- Moody's says it may cut Aa1 credit rating if U.K. exits EU
- Britain leaving bloc would hit investment, Fitch says
A U.K. exit from the European Union would be negative for the British economy and its standing among investors, according to Fitch Ratings and Moody’s Investors Service.
Moody’s said it would put the U.K. on notice for a possible downgrade if Britons vote to leave the bloc in a referendum on June 23. Fitch said uncertainty in the event of a so-called Brexit would hurt business confidence and curtail investment. Britain is rated Aa1 at Moody’s and AA+ at Fitch, both the second-highest investment grade.
“A decision to leave the EU would be credit negative for the U.K.,” Kathrin Muehlbronner, a senior vice president at Moody’s, said in an e-mailed statement on Monday. “The economic costs of a decision to leave the EU would outweigh the economic benefits.”
The pound fell the most since the banking crisis on Monday after London Mayor Boris Johnson became the highest-profile figure to say he’ll campaign to quit the EU. The decision by one of the U.K.’s most popular politicians marks a setback for Prime Minister David Cameron’s case for staying in the world’s biggest trading bloc.
A vote to exit “would likely lead to a prolonged period of uncertainty, which would negatively affect investment,” Moody’s said. “It would also place a significant burden on policy makers who would have to renegotiate the U.K.’s trade relations with the EU and other countries and regions, as well as reconsider other areas such as regulatory and immigration policies.”

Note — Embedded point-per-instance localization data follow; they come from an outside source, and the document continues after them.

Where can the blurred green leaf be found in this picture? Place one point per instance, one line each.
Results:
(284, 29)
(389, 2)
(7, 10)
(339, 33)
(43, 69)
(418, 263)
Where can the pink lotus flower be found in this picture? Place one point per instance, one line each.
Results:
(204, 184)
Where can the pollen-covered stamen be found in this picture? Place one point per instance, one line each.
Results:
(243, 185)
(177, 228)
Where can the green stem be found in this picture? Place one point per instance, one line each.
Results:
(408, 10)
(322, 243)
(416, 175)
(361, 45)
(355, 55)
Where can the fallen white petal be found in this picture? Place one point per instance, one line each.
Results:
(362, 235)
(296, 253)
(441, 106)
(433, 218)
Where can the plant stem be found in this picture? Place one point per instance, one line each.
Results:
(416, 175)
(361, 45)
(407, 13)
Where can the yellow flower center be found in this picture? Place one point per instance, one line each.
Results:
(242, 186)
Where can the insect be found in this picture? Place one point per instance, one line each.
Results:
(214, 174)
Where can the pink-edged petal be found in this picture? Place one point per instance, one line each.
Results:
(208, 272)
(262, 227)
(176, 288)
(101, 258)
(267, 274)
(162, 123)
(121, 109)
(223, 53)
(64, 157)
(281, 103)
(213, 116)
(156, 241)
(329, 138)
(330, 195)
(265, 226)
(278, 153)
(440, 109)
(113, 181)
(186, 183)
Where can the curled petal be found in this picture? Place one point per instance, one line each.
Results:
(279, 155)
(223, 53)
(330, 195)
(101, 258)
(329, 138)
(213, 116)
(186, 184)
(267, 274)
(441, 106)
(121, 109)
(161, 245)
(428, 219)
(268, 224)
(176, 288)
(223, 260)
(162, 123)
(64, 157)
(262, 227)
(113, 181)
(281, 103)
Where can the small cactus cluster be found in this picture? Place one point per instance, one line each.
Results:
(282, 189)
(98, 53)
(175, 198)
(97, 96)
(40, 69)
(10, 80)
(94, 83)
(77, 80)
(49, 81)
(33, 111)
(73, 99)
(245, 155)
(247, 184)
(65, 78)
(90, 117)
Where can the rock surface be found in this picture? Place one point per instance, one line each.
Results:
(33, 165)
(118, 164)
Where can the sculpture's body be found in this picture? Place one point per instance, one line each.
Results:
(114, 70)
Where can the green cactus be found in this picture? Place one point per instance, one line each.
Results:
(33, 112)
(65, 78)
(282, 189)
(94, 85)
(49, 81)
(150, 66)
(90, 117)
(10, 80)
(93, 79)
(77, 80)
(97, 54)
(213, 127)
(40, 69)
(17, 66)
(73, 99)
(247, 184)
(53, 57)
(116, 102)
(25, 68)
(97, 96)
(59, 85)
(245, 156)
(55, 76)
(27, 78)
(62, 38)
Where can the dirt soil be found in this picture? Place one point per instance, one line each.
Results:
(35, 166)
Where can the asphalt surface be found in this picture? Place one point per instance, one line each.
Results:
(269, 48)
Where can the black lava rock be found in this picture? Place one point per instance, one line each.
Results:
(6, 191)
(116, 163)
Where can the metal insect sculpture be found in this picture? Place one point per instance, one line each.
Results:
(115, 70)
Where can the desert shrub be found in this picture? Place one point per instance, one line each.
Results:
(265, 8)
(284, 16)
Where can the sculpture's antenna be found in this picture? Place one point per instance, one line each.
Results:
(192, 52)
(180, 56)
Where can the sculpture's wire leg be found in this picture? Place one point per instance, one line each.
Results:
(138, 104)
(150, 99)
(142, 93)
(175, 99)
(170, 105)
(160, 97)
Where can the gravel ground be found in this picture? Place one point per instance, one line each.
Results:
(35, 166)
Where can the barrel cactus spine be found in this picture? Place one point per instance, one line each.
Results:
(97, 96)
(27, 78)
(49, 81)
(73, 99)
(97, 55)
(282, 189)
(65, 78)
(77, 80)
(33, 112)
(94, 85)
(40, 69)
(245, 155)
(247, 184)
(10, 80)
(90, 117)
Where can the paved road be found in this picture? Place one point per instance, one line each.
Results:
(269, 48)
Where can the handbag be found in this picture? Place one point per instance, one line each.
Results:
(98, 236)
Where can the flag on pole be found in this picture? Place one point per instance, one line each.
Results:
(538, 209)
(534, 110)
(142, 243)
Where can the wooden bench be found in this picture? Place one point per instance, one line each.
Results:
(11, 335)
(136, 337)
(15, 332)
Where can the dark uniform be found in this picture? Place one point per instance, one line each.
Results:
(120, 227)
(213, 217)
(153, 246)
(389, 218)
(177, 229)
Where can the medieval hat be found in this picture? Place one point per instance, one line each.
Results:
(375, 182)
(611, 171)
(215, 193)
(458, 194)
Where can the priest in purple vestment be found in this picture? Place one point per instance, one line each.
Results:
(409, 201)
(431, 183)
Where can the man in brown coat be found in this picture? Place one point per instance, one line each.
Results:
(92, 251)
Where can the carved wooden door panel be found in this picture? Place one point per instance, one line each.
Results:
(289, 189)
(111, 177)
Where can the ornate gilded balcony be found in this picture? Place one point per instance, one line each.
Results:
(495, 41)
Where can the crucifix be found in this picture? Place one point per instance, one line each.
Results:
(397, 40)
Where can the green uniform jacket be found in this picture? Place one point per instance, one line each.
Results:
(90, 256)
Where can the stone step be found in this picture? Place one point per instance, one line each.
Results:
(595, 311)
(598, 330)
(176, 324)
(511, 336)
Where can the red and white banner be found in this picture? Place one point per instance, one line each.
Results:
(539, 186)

With polls disagreeing on the outcome of the June referendum, concerns are also resurfacing over the possibility of Scotland’s secession from the U.K. in the event of vote to leave the EU. Scottish First Minister Nicola Sturgeon has said that a British exit without Scotland’s backing would trigger a demand for another Scottish independence referendum.
Sterling dropped to its lowest level in almost seven years against the dollar and weakened against all its 16 major peers. It slid 1.9 percent to $1.4143 as of 4:38 p.m. London time, set for the biggest decline since 2009.
Fitch, which doesn’t predict the U.K. will exit the EU, said uncertainty about British companies’ access to European markets following a vote to leave would weigh on sentiment and delay investment decisions. That may push officials to quickly negotiate new terms, mitigating some of the adverse impact, it said.
“We believe that in the event of a leave vote, the authorities on both sides would try to avoid disrupting the deep economic and financial integration between the U.K. and EU by establishing a clear new relationship,” Fitch said. “Avoiding large-scale, permanent disruption to trade relations, including services, could limit the long-term economic cost to the U.K., with Brexit only moderately negative.”